Sometimes you need to use non-numeric values as numbers, such as math operations; That’s where ToNumber comes in;

Where true is converted to 1, false to 0, undefined to NaN, and null to 0

Objects (including arrays) are first cast to the corresponding primitive type value, and if a non-numeric primitive type value is returned, it is then cast to a number following the above rules.

The conversion process checks to see if the value has a valueOf() method. If a primitive type value is present and returned, that value is used for the cast. If not, the return value of toString() is used (if present) for the cast. If neither returns a base type value, a TypeError error is generated

ToBoolean

Values in JavaScript can be divided into two categories:

  1. A value that can be cast to false

  2. other

These are false values:

  • undefined

  • null

  • false

  • +0、 -0、 NaN

  • “”

Theoretically everything except the list of false values is true.

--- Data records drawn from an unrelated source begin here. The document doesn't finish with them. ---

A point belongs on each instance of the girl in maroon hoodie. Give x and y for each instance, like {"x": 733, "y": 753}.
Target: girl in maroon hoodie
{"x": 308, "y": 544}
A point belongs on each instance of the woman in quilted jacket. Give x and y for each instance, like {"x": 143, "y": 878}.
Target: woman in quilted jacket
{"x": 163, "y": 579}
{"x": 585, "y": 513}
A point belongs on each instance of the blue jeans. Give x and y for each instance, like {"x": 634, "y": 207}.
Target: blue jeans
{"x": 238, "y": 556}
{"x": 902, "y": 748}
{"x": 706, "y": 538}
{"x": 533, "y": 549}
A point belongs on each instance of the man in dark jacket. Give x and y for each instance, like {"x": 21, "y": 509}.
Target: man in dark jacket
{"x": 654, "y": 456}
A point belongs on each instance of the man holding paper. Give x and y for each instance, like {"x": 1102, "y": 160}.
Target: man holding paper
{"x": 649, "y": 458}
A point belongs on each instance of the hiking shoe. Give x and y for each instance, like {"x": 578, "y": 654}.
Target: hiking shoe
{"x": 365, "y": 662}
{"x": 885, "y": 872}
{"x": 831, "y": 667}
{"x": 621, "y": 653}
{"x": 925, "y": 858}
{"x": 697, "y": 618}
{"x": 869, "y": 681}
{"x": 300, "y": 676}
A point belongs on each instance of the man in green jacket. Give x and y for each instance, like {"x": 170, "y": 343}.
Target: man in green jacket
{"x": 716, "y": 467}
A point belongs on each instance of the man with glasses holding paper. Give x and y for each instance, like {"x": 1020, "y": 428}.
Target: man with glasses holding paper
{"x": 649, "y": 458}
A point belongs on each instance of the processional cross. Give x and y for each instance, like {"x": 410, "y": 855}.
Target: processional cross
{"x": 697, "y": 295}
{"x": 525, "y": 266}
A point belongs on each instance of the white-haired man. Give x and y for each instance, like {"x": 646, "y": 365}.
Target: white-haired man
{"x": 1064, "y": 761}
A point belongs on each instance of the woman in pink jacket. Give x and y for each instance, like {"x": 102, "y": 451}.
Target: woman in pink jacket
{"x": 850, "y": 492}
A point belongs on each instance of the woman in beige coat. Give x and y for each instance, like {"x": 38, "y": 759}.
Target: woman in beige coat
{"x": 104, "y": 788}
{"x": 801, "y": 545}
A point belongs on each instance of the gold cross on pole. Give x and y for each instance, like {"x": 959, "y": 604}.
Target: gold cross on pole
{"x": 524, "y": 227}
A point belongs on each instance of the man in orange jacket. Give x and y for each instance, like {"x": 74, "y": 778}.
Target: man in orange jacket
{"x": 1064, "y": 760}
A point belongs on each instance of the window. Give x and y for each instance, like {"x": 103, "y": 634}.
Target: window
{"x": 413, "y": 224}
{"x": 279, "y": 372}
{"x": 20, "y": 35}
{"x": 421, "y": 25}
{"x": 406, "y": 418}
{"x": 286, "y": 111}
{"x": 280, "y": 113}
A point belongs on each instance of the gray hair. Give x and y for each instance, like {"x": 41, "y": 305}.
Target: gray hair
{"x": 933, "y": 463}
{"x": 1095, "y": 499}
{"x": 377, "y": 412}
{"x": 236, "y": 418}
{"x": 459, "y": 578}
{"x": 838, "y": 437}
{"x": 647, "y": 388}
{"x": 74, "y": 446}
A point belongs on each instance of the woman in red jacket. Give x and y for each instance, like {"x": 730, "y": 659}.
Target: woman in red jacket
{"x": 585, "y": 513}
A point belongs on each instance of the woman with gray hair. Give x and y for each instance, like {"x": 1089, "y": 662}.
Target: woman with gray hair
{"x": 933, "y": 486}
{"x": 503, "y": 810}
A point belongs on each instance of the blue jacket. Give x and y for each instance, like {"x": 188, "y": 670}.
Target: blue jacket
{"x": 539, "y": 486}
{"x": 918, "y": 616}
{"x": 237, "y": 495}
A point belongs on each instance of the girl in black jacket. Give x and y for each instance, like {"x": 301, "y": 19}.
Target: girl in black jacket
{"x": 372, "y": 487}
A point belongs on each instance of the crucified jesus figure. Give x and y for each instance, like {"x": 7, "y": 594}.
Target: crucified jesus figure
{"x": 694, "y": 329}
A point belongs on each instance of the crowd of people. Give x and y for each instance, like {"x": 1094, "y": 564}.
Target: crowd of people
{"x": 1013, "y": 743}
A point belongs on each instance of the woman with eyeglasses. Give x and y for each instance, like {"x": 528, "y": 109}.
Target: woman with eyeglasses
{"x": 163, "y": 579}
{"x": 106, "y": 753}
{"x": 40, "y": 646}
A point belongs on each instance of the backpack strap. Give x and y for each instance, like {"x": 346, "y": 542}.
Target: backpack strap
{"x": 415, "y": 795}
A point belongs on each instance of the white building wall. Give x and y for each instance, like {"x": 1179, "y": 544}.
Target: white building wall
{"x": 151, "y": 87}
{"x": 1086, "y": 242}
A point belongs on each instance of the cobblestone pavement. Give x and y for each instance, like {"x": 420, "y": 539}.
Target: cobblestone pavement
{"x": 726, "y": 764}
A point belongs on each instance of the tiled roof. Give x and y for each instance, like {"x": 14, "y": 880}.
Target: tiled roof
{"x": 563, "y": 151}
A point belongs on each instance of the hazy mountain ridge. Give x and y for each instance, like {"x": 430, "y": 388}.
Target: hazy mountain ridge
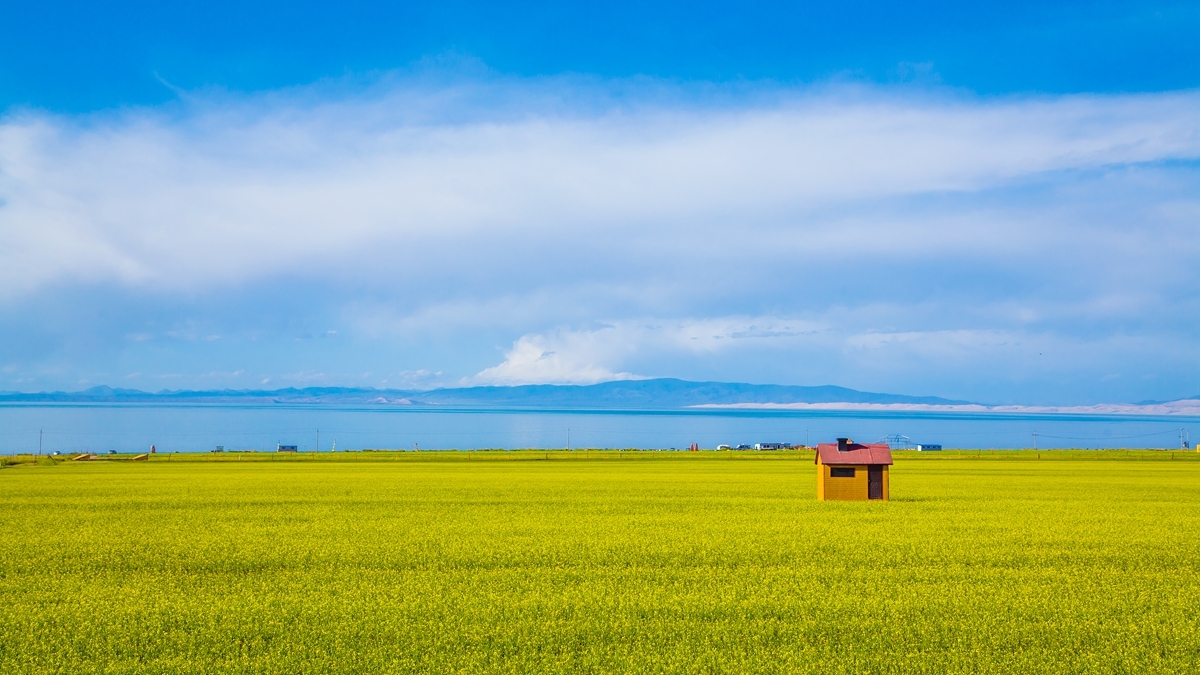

SetInterval and setTimeout

SetImmediate, as defined in the official documentation, is called after the completion of an Event Loop.

SetTimeout is executed by calculating a delay time.

However, it was also mentioned that if the two operations were performed directly in the main process, it would be difficult to guarantee which would fire first.

Because if the main process registers two tasks first, then the code takes more than seconds to execute when the timer is already in the callback state.

So the timer is executed first, and then the Event Loop is completed, and then setImmediate is executed.

forEach map filter

  • The filter function is used to filter all elements that meet the criteria. If true, it returns a new array

  • Map function: a function that processes each element in the original array and returns a new array.

  • ForEach: performs a callback forEach valid item in the array, in ascending order. Deleted or uninitialized items are skipped

pass

  • ForEach and Map can do similar things

  • ForEach, Map, and filter can modify the original array

  • ForEach has no return value, map has a return value, filter has a return value

You can read another piece of my article

closure

  • JavaScript Advanced Programming describes it this way:

Closures are functions that have access to variables in the scope of another function;

  • The Definitive JavaScript Guide describes it this way:

Technically speaking, all JavaScript functions are closures: they’re all objects, and they’re all associated with a scope chain.

  • JavaScript you Don’t Know describes it this way:

Closures occur when a function can remember and access its lexical scope, even if the function is executed outside the current lexical scope.

Closure applications:

  • Implementing public variables

  • You can do caching (storage structure)

  • You can implement encapsulation and privatize attributes

  • Modular development to prevent contamination of global variables

Disadvantages of closures:

Variables referenced by closures are not reclaimed while the closure exists => memory leak

Capture process event bubbling

The event bubbling

The execution order of the event flow, capture phase => target phase => bubbling phase. Bubbling from the inside out.

I

, the event defined on the div, when I click on the span it will trigger the event bound on the span, and then it will trigger the event on the outside div, and that’s bubbling.

The bubbling phase is the process from the target to the Window object. Events are bubbling by default. When the parent element adds a listening event, an event on the parent element is triggered when the child element is clicked. This is a typical bubbling.

Capture phase

In contrast to event bubbling, events occur from the outermost layer up to the most concrete element.

Webpack packaging principles

  • Read the webPack configuration parameters

  • Start the Webpack, create the Compiler object, and start parsing the project

  • Parsing starts from the entry file and pours into the dependent module. Recursively traverses, forming a dependency tree

  • Use corresponding Loader to compile dependent module files of different file types and convert them into JS files.

  • Along the way, WebPack publishes subscriptions, throws hooks, and the WebPack plug-in can intervene in the output by listening for these key event nodes and performing plug-in tasks.